Women’s Participation in the Labor Force in the Arab Region: A Critical Reading of the Role of the IMF – Hassan Sherry
"If you exclude 50% of the talent pool, it is no surprise that you find yourself in a war for talent."
In recent years, and despite the notable improvement in women’s educational attainment in the Arab region, their participation in the labor market has remained strikingly low. In 2021, the female labor force participation rate (FLFP) in the region reached around 19%, compared to a global average of 47% and an average of 46% in low- and middle-income countries. This gap reflects what the literature calls the "gender equality paradox" in the Middle East and North Africa: major progress in education contrasted with very weak access to the labor market.
It is often claimed that the reasons are religious or cultural, yet comparative data weaken this argument. Countries such as Indonesia, Malaysia, and Kazakhstan—nations with Muslim majorities—recorded female participation rates in 2021 that exceeded both the global average and even the European Union average of 51%. Therefore, international experiences show that religion or culture alone is not a sufficient explanation.
Economic literature thus highlights more compelling explanations, most notably the theory known as the “dual labor market.” Women in the Arab region have historically tended to prefer the public sector over the private sector due to more favorable working conditions and relatively generous compensation systems, including stable working hours, paid leave, childcare benefits, health coverage, and pension plans. For example, women’s earnings in Egypt’s public sector were 60% higher than in the private sector in 1988 and 10% higher in 1998, while in Jordan they were about 17% higher. As a result, the public sector played a crucial role in absorbing educated women and became a primary channel for their entry into the labor market.
However, the economic transformations since the 1980s—particularly the rise of the “neoclassical counter-revolution” as a response to dependency theories that gained momentum between the 1950s and the 1970s, alongside the expansion of IMF programs in the region—led to deep structural changes. IMF programs in many Arab countries were tied to austerity policies that included freezes on public hiring, reductions in wage bills, and restructuring of the public sector.
This reduction in the state’s employment capacity directly affected the main channel through which women accessed work. The result was clear and predictable: a sharp decline in job opportunities available to women and a withdrawal of many from the labor market entirely, placing them in the category of “out of the labor force.” Egypt provides a notable example, as the female labor force participation rate dropped from 23% in 2016 to 16% in 2019, during the same period the IMF program was implemented.

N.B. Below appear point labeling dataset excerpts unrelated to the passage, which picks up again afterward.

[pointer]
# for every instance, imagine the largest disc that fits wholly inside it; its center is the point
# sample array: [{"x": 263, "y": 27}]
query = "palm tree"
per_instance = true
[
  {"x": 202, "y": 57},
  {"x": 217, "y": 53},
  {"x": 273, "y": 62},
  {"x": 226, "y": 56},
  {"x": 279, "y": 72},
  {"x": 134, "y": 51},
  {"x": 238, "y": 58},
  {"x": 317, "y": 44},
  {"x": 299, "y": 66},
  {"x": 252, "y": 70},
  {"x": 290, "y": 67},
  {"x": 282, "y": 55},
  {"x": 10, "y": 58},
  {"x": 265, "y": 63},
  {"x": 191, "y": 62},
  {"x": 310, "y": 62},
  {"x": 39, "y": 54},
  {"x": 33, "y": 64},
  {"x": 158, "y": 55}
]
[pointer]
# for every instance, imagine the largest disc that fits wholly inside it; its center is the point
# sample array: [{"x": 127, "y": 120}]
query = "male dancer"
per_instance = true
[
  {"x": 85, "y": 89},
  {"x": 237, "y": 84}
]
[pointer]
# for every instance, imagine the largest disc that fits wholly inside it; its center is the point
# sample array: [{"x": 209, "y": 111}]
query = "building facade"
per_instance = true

Although the IMF emphasizes in its reports the importance of economically integrating women, experiences on the ground show a gap between discourse and actual policies. IMF-backed labor market reforms often aim to encourage investment and increase employment, but they may simultaneously lead to the spread of low-wage, poorly protected jobs—particularly harming women concentrated in vulnerable and informal work.

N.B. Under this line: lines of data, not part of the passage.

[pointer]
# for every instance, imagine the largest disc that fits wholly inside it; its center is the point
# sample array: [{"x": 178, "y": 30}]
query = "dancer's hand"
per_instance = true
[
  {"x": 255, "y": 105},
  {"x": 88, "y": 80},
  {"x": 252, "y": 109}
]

This is also linked to social protection. While the IMF supports social safety nets targeting the most vulnerable groups, these systems often do not reach women working in the informal sector—women who have low incomes but are not classified among the poorest. These safety nets also fail to protect them from the daily risks associated with precarious work, raising questions about whether current protection tools address gender-specific risks.

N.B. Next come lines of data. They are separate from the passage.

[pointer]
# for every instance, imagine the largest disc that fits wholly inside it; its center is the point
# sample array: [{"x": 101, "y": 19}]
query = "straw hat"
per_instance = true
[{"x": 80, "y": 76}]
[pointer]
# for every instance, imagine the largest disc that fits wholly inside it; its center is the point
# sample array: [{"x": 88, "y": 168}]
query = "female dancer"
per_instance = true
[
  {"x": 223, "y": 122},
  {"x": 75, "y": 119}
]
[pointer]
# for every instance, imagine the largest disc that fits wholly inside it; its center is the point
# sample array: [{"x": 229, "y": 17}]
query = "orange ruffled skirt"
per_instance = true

Women are also affected by fiscal deficit reduction policies and cuts to public services, especially in education, health, and care sectors. Deterioration in these services pushes women to take on additional unpaid domestic work, limiting their ability to enter or remain in the labor market. This reveals a core dilemma: how can financial stability be achieved without harming services essential for women’s economic empowerment?
Monetary policies raise additional concerns. Relying on interest rate hikes to curb inflation can reduce investment and economic activity, affecting women working in small enterprises or home-based activities. During economic slowdowns, demand falls and incomes shrink, exposing women to greater vulnerabilities.
This analysis does not aim to place full responsibility for weak female labor force participation on the IMF, as part of the challenge stems from structural imbalances in regional economies. However, it emphasizes the need for economic policies that align with women’s realities—through strengthening universal social protection, investing in care services, and ensuring that labor market reforms do not exacerbate women’s vulnerability but instead open real opportunities for integration.
References
- World Bank, World Development Indicators (2023). Female Labor Force Participation Rates.
- Assaad, R. (2019). Public Employment in the Middle East and North Africa. IZA World of Labor.
- Said, M. (2014). Wage Structure and Income Inequality in the Jordanian Labor Market.